For weeks Hannah has been asking begging for a sleepover at Nanny and Grampy’s house. She’s been talking about toenail painting, and pancake making. She was excited for the special attention, the focus 100% on her, the cozy double bed. A day spent reading different books, playing with different toys, swimming and the special grandparent love.
Finally, after two cancellations because of her case of strep and Grampy’s bad luck catching Luke’s flu… the long awaited day had arrived. She packed hours before they were to pick her up. Her bag was filled with bathing suits, snow gear, fancy dinner clothes and toys. She was prepared to wake early and brought crayons and paper to fill her time before she could climb into her grandparent’s bed for early morning cuddles. After 7 days of enduring all the attention being showered on her sick little brother, she was ready, more than ready, for her little getaway.
At 4:00 in the afternoon, she waved goodbye from Nanny’s car window and they drove away. I scooped still sick Luke in my still sick arms and sat quietly on the couch, happy that she would get the attention she needed and I would get a small break myself.
At 6:00 the phone rang. The caller ID signified it was my parent’s house. I smiled excited to hear my little girl’s voice tell me what she was had helped Nanny make for dinner or what adventure she had already taken. “Hi Mommy!” she excitedly peeped over the line.
“HI SWEETIE!” I bubbled.
“Mommy, I miss you a little bit.” I heard her voice crack and could almost feel the tear drip onto my hand that held the phone. I couldn’t believe it.
“That’s ok to miss me a little Hannah but I’m sure you’re having so much fun! There’s no reason to be sad. You’ve been so excited for this, counting the minutes, so enjoy it!” I tried to keep my voice calm and even… not too empathetic or preachy.

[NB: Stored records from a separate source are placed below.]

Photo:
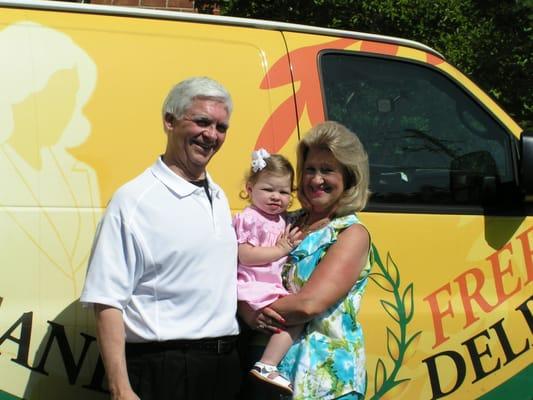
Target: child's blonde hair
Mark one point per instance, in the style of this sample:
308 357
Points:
275 164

“But, But Mommy. I really do miss you. I’m sad all of a sudden.”
As surprised as I was to hear these words come from her, it brought me back 30 or so years and I choked back my own cry. You see, I never could stay away from home. As much as I wanted to have sleep over, as much as they always seemed like such a good idea, there never was a night in my childhood that I didn’t call home in the night and ask to be picked up. I recall being so sad at one sleepover that I threw up. I became dizzy with the sadness that overtook me. I don’t even know what it was that I missed so much. Maybe the warm hugs. Maybe the kiss goodnight. But more likely, it was the familiarity I missed. Or the unfamiliarity that made me sad. The unfamiliar smells. The routine tuck-in that I got each night. I think I was more nervous about something going wrong and not having the familiar securities to make it right.

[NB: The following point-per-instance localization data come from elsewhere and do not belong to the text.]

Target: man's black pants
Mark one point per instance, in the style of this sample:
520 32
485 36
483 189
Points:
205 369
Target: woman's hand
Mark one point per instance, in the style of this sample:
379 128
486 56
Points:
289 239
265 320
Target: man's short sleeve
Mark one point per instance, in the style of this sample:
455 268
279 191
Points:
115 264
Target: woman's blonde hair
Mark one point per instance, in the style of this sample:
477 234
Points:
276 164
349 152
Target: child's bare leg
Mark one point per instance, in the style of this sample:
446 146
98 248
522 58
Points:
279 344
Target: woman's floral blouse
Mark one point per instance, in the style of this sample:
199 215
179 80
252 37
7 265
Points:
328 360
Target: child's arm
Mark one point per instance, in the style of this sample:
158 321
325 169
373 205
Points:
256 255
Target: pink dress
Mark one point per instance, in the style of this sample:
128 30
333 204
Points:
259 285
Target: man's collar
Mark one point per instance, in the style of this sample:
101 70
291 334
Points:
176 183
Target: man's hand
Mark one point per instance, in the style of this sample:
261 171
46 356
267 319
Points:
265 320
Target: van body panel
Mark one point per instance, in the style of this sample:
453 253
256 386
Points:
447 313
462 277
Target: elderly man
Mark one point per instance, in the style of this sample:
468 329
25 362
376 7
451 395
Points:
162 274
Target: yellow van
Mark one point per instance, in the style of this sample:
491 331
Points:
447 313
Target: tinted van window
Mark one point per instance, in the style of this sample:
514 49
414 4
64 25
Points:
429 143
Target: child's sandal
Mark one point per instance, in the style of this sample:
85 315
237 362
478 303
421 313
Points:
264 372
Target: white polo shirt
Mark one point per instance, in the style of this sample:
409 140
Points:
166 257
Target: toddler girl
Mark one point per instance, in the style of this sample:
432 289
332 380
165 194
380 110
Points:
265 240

At ten years old I was to spend a week at my grandmother’s beach house. The beach house that I spent weeks at each and every summer. THIS was to be a special week with just me and my grandmother. A week of swimming in the ocean, watching TV in my grandmother’s bed until late at night, having ice cream from the truck every day, going to the amusement park down the boardwalk as often as I wanted. I counted the minutes until this special week arrived. I had been counting the years ever since my older brother had spent this week alone with Gammy. But when it arrived, and I watched my parents drive away, down the street until I their car was just a spec in front of me… I started to cry. And there was no consoling me. My grandmother tried it all, but all I wanted to do was lay curled on my bed surrounded by my moms clothes. I wrapped her shirts around me, buried my face in the warmth and scents of her sweaters. It was pathetic. Really, it was. But I missed her.
And there was Hannah on the other end of the line. Missing me. And I knew JUST how she felt. It didn’t matter that her grandmother that she adores was sitting right beside her. It didn’t matter that all of her favorite activities were planned. She missed something. Something that the house 30 minutes away couldn’t give.

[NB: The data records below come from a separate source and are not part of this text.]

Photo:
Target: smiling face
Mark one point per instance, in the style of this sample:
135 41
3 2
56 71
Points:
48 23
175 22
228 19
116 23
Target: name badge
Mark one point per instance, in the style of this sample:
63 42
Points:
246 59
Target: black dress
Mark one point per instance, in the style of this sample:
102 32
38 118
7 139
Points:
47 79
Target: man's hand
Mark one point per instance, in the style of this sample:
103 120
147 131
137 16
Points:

I calmed her down and blew her a kiss into the phone and asked to speak to my mom. She said that this sadness came out of nowhere. It was the sound of my voice that turned her mood. She assured me the sadness would be short lived and I hung up the phone.
The next morning, before any of the fun even had the chance to start my mom told me they were on their way home. Hannah was sick. Fever, cough, looking gray. She arrived home shortly after the phone call. She walked in, Ellie in hand, and collapsed into my arms. Even though she wouldn’t ever verbalize it, I knew she was thankful for the familiar. My arms. Her house. Her spot on the couch. Her bed. Because there she was at her grandparent’s house, not feeling quite right and not having her creature comforts there to make it right. My little girl fear of sleepovers came true for Hannah two nights ago. Being somewhere, no matter how comfortable, and having something go awry. A fever, a sore throat, a worry. And not having that “thing”, whatever it may be, there to set you straight.
I was glad actually that I now know she wasn’t feeling well the night she arrived at my parents and that was the reason for her sadness even if she didn’t realize it yet. I would hate for Hannah to have the same aversion to “being away” as I had growing up. The same loneliness, even when not alone, that I had when my parents left me.
But, I’d get it if she did.
I’m just happy a do-over sleepover is already in the works.